The colours, as we know them, are labels used to group various parts of the spectrum. Imagine if colours were alive and a particular green said, ‘I am a yellow’. Imagine the outrage.
The problem with this is it upsets our sense of familiarity. The concept threatens a deep psychological groove that allows us some degree of stability in a chaotic world.
We create mental boundaries in a world that has no boundaries.
Gender is no different. I asked someone ‘what defines a man?’. They told me it was a penis. So I asked if a man loses their penis, do they become a woman?
When humans judge, we judge based on our tiny space in the universe. The world is massive, but we think we know it because we believe everyone thinks like us. We think the world is how we believe it to be. It’s hard for us to grasp that we only see what we believe because we attract people and circumstances that hold up that belief, and we sabotage anything that threatens to unmask such a belief. That’s just how the ego works. It’s defensive.
Our elders have passed down to us a legacy of ignorance. We have been conditioned to believe many ridiculous things, such as that there are only men and women on this planet.

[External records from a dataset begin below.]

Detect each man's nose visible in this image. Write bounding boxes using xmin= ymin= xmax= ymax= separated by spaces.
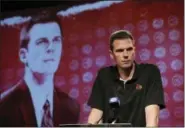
xmin=46 ymin=41 xmax=54 ymax=53
xmin=123 ymin=50 xmax=129 ymax=57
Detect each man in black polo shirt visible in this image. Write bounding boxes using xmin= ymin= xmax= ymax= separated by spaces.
xmin=87 ymin=30 xmax=165 ymax=127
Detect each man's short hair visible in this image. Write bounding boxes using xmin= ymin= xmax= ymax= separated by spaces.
xmin=109 ymin=30 xmax=134 ymax=51
xmin=20 ymin=10 xmax=63 ymax=49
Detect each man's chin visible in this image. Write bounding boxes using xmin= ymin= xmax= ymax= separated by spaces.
xmin=46 ymin=68 xmax=58 ymax=74
xmin=38 ymin=68 xmax=58 ymax=74
xmin=121 ymin=64 xmax=132 ymax=69
xmin=43 ymin=64 xmax=59 ymax=72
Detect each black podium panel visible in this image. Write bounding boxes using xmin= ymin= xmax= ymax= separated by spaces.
xmin=60 ymin=123 xmax=132 ymax=127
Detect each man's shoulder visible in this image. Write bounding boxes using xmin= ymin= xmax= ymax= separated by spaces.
xmin=54 ymin=87 xmax=69 ymax=98
xmin=0 ymin=81 xmax=23 ymax=111
xmin=54 ymin=87 xmax=80 ymax=107
xmin=97 ymin=63 xmax=159 ymax=76
xmin=138 ymin=62 xmax=159 ymax=72
xmin=54 ymin=87 xmax=80 ymax=116
xmin=98 ymin=65 xmax=116 ymax=75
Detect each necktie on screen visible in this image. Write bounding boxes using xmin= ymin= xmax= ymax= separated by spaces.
xmin=41 ymin=99 xmax=54 ymax=127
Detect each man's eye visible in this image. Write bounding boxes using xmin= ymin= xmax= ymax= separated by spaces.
xmin=53 ymin=37 xmax=62 ymax=42
xmin=127 ymin=48 xmax=133 ymax=51
xmin=116 ymin=49 xmax=124 ymax=52
xmin=36 ymin=39 xmax=48 ymax=45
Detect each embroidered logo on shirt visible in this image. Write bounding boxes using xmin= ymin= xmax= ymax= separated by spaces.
xmin=136 ymin=84 xmax=142 ymax=90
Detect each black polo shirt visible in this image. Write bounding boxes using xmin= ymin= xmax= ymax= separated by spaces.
xmin=88 ymin=62 xmax=165 ymax=127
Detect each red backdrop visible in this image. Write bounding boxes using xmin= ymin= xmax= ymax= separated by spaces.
xmin=0 ymin=0 xmax=184 ymax=126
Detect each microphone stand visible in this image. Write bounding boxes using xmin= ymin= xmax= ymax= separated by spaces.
xmin=111 ymin=107 xmax=120 ymax=124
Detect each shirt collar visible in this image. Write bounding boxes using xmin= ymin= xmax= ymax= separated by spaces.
xmin=25 ymin=79 xmax=54 ymax=114
xmin=112 ymin=61 xmax=140 ymax=81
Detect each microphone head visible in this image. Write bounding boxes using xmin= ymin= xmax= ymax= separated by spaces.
xmin=109 ymin=97 xmax=120 ymax=108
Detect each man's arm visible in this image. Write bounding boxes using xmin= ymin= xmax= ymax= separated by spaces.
xmin=87 ymin=69 xmax=105 ymax=124
xmin=145 ymin=104 xmax=160 ymax=127
xmin=145 ymin=65 xmax=166 ymax=127
xmin=88 ymin=108 xmax=103 ymax=124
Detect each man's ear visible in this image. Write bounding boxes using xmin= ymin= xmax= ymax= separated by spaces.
xmin=19 ymin=48 xmax=28 ymax=64
xmin=109 ymin=50 xmax=116 ymax=64
xmin=133 ymin=46 xmax=136 ymax=52
xmin=132 ymin=39 xmax=136 ymax=51
xmin=109 ymin=50 xmax=114 ymax=60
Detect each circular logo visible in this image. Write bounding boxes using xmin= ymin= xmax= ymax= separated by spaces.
xmin=69 ymin=74 xmax=79 ymax=85
xmin=70 ymin=46 xmax=80 ymax=57
xmin=173 ymin=90 xmax=184 ymax=102
xmin=124 ymin=23 xmax=135 ymax=32
xmin=96 ymin=28 xmax=106 ymax=38
xmin=69 ymin=88 xmax=79 ymax=99
xmin=174 ymin=106 xmax=184 ymax=119
xmin=169 ymin=43 xmax=181 ymax=56
xmin=152 ymin=18 xmax=164 ymax=29
xmin=138 ymin=34 xmax=150 ymax=45
xmin=137 ymin=20 xmax=149 ymax=32
xmin=139 ymin=49 xmax=151 ymax=61
xmin=82 ymin=72 xmax=93 ymax=83
xmin=83 ymin=102 xmax=91 ymax=113
xmin=159 ymin=109 xmax=170 ymax=120
xmin=169 ymin=29 xmax=180 ymax=41
xmin=168 ymin=15 xmax=179 ymax=27
xmin=82 ymin=44 xmax=92 ymax=55
xmin=156 ymin=61 xmax=167 ymax=74
xmin=82 ymin=57 xmax=93 ymax=69
xmin=69 ymin=60 xmax=79 ymax=71
xmin=170 ymin=59 xmax=183 ymax=71
xmin=154 ymin=47 xmax=166 ymax=58
xmin=83 ymin=86 xmax=92 ymax=98
xmin=172 ymin=74 xmax=183 ymax=88
xmin=55 ymin=76 xmax=65 ymax=87
xmin=95 ymin=55 xmax=107 ymax=67
xmin=153 ymin=31 xmax=165 ymax=44
xmin=161 ymin=76 xmax=168 ymax=88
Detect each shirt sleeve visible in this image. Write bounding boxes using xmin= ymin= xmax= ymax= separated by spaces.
xmin=87 ymin=70 xmax=104 ymax=111
xmin=145 ymin=65 xmax=166 ymax=109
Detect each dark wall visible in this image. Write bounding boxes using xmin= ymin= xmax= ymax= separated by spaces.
xmin=1 ymin=0 xmax=98 ymax=19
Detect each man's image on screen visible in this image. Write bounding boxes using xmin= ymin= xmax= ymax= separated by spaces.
xmin=0 ymin=11 xmax=80 ymax=127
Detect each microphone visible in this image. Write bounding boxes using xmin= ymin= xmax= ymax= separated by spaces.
xmin=108 ymin=97 xmax=120 ymax=124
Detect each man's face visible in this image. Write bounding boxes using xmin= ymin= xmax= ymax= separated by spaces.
xmin=20 ymin=22 xmax=62 ymax=74
xmin=110 ymin=38 xmax=135 ymax=69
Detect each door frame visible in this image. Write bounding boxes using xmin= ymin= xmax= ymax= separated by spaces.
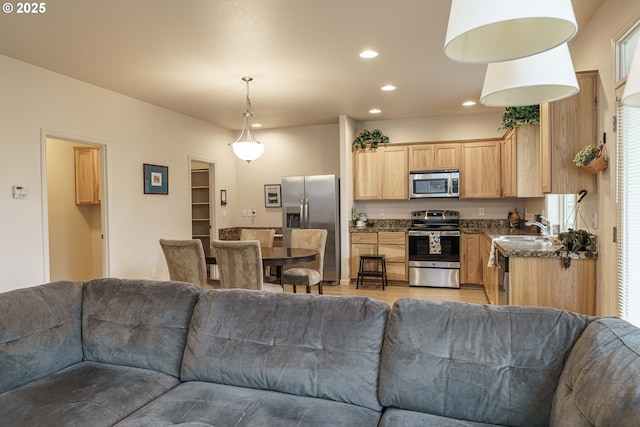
xmin=41 ymin=129 xmax=111 ymax=281
xmin=188 ymin=156 xmax=217 ymax=244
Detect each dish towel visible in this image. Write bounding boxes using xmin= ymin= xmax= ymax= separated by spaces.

If we experienced the incredible landscape of humans in great detail, we would be awed by the manly men and womanly women; manly women and womanly men; Men with vaginas, women with penises, men with both; women with both, men with neither, women with neither; Big men, little women, little women, big men. I could go on.
We have two words. Male — made up of four letters invented by someone and; Female — also a make-believe word from a fantasy language invented by someone. Each word is a label, intended to group a part of the spectrum to create security in a deranged, boundariless, edgeless, world.
These two tiny words are supposed to categorise the vast scope of colourful genders in this world.
Imagine if there were only two colours — red and blue. Imagine you were born purple and told that you had to choose to be red or blue.
‘But I am purple’, you would plead.
‘There is no such thing as a purple’, they would say.
I am speaking to my generation when I say it’s time we started looking closer.
It’s not about changing your view, it's about thinking clearer. We need to acknowledge without fear what is real and what isn’t. We look at gender fluidity and believe in our hearts that it is not real. But, in reality, we are not looking correctly. If we were, we would see very precisely that it is our view that is unreal.